Pick three of your favorite books on one of your favorite subjects. At least one of the books should have more than one author. For each book, include the title, authors, and two or three other attributes that you find interesting. Take the information that you’ve selected about these three books, and separately create three files which store the book’s information in HTML (using an html table), XML, and JSON formats (e.g. “books.html”, “books.xml”, and “books.json”). To help you better understand the different file structures, I’d prefer that you create each of these files “by hand” unless you’re already very comfortable with the file formats. Write R code, using your packages of choice, to load the information from each of the three sources into separate R data frames. Are the three data frames identical?
Loading necessary packages
# install.packages("XML", dependencies=TRUE)
library(knitr)
library(XML)
library(RCurl)
## Loading required package: bitops
library(jsonlite)
Loading and reading HTML file
url<-"https://raw.githubusercontent.com/olgashiligin/607_assignments/master/books.html"
html_file <- getURL(url)
html_file
## [1] "<html> <head> </head>\n<body>\n\t<table>\n\t\t<tr> <th>ID</th><th>title</th> <th>author</th> <th>price</th> <th>isbn</th> <th>pages</th></tr>\n\t\t<tr> <td>01</th> <th>Jamie Cooks Italy</th> <th>Jamie Oliver</th> <th>9.99</th> <th>0718187733</th> <th>408</th> </tr>\n\t\t<tr> <td>02</th> <th>Mary Berry's Complete Cookbook: Over 650 recipes</th> <th>Marry Berry</th> <th>21.00</th> <th>0241286123</th> <th>608</th> </tr>\n\t\t<tr> <td>03</th> <th>Great British Bake Off: Everyday: Over 100 Foolproof Bakes</th> <th>Linda Collister, Marry Berry</th> <th>18.17</th> <th>9781849906081</th> <th>320</th> </tr>\n\t</table>\n</body>\n"

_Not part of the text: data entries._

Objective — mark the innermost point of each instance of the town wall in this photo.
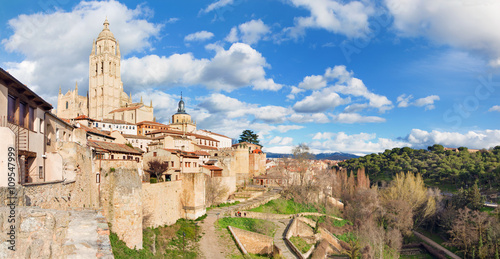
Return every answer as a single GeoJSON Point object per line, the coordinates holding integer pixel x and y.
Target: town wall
{"type": "Point", "coordinates": [193, 195]}
{"type": "Point", "coordinates": [257, 164]}
{"type": "Point", "coordinates": [79, 188]}
{"type": "Point", "coordinates": [122, 204]}
{"type": "Point", "coordinates": [161, 203]}
{"type": "Point", "coordinates": [39, 233]}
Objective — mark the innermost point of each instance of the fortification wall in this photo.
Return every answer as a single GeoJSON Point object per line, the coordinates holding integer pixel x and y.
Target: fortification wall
{"type": "Point", "coordinates": [122, 204]}
{"type": "Point", "coordinates": [161, 203]}
{"type": "Point", "coordinates": [193, 195]}
{"type": "Point", "coordinates": [38, 233]}
{"type": "Point", "coordinates": [78, 190]}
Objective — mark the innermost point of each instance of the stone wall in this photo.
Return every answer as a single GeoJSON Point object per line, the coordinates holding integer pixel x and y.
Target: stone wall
{"type": "Point", "coordinates": [331, 239]}
{"type": "Point", "coordinates": [122, 204]}
{"type": "Point", "coordinates": [161, 203]}
{"type": "Point", "coordinates": [38, 233]}
{"type": "Point", "coordinates": [254, 243]}
{"type": "Point", "coordinates": [78, 190]}
{"type": "Point", "coordinates": [193, 195]}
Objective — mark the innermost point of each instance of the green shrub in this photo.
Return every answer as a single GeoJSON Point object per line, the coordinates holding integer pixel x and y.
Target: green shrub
{"type": "Point", "coordinates": [301, 244]}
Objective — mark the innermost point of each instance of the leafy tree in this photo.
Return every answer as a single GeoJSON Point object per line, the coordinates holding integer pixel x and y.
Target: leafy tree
{"type": "Point", "coordinates": [157, 168]}
{"type": "Point", "coordinates": [410, 189]}
{"type": "Point", "coordinates": [249, 136]}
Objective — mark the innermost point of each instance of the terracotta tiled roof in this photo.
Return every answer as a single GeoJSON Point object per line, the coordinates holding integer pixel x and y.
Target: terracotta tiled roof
{"type": "Point", "coordinates": [206, 147]}
{"type": "Point", "coordinates": [113, 147]}
{"type": "Point", "coordinates": [216, 134]}
{"type": "Point", "coordinates": [175, 132]}
{"type": "Point", "coordinates": [135, 136]}
{"type": "Point", "coordinates": [127, 108]}
{"type": "Point", "coordinates": [201, 153]}
{"type": "Point", "coordinates": [95, 131]}
{"type": "Point", "coordinates": [152, 123]}
{"type": "Point", "coordinates": [179, 132]}
{"type": "Point", "coordinates": [116, 121]}
{"type": "Point", "coordinates": [83, 117]}
{"type": "Point", "coordinates": [202, 137]}
{"type": "Point", "coordinates": [212, 167]}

html_table <- readHTMLTable(html_file, header=TRUE, which=1)
html_table
## ID title
## 1 01 Jamie Cooks Italy
## 2 02 Mary Berry's Complete Cookbook: Over 650 recipes
## 3 03 Great British Bake Off: Everyday: Over 100 Foolproof Bakes
## author price isbn pages
## 1 Jamie Oliver 9.99 0718187733 408
## 2 Marry Berry 21.00 0241286123 608
## 3 Linda Collister, Marry Berry 18.17 9781849906081 320
Loading and reading XML file
url2<-("https://raw.githubusercontent.com/olgashiligin/607_assignments/master/books.xml")
xml_file<-getURL(url2)
xml_table <- xmlToDataFrame(xml_file)
xml_table
## title
## 1 Jamie Cooks Italy
## 2 Mary Berry's Complete Cookbook: Over 650 recipes
## 3 Great British Bake Off: Everyday: Over 100 Foolproof Bakes
## author price isbn pages
## 1 Jamie Oliver 9.99 0718187733 408
## 2 Marry Berry 21.00 0241286123 608
## 3 Linda Collister, Marry Berry 18.17 9781849906081 320
Loading and reading JSON file
url3<-"https://raw.githubusercontent.com/olgashiligin/607_assignments/master/books.json"

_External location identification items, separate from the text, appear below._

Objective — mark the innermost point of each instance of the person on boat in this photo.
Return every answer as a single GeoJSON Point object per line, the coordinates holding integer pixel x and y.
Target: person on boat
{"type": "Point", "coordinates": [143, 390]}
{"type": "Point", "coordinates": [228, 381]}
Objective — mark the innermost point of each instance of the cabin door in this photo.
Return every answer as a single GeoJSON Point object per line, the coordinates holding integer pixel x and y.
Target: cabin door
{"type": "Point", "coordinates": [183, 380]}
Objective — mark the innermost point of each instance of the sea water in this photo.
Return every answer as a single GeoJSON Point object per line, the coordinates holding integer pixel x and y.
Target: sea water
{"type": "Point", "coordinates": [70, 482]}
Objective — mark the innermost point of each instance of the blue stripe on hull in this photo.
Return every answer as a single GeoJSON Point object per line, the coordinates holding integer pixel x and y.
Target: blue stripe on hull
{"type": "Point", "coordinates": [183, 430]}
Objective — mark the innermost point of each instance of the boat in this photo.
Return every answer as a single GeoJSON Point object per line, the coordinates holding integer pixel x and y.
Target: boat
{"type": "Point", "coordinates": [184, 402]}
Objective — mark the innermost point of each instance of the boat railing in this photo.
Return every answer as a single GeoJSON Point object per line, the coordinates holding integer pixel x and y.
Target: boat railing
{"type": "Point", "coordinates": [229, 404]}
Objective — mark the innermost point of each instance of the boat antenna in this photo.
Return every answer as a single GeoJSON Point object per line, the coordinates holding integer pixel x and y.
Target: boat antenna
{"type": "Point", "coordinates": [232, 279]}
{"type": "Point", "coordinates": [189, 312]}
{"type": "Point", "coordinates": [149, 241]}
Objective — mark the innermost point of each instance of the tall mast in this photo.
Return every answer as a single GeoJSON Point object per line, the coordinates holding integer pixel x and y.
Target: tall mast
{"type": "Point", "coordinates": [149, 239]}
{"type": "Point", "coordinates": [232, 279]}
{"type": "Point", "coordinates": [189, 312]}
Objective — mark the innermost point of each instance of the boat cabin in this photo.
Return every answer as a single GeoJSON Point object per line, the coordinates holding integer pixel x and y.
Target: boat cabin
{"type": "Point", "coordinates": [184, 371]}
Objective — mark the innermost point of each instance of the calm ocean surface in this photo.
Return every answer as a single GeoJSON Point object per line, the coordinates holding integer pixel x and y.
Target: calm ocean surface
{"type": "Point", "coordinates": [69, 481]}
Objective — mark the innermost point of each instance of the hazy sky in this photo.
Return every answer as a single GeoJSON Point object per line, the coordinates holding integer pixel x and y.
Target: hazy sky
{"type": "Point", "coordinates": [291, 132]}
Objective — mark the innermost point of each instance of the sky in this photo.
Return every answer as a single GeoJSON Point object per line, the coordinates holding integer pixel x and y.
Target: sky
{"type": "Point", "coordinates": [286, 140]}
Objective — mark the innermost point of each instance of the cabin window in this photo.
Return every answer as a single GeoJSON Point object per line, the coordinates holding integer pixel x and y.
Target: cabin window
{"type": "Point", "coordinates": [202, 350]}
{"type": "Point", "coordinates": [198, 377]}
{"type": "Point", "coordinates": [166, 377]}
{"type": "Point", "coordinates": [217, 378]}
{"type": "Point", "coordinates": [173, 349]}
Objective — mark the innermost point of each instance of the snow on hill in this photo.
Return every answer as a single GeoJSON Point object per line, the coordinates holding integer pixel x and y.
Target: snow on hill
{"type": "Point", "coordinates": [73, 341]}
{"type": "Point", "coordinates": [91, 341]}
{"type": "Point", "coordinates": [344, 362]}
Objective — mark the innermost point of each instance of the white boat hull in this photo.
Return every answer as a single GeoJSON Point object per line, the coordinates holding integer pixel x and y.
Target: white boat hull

json_file <- fromJSON(url3)
json_file
## $table
## $table$book
## ID Title
## 1 01 Jamie Cooks Italy
## 2 02 Mary Berry's Complete Cookbook: Over 650 recipes
## 3 03 Great British Bake Off: Everyday: Over 100 Foolproof Bakes
## Author price isbn pages
## 1 Jamie Oliver 9.99 0718187733 408
## 2 Marry Berry 21.00 0241286123 608
## 3 Linda Collister, Marry Berry 18.17 9781849906081 320
All three data frames look identical.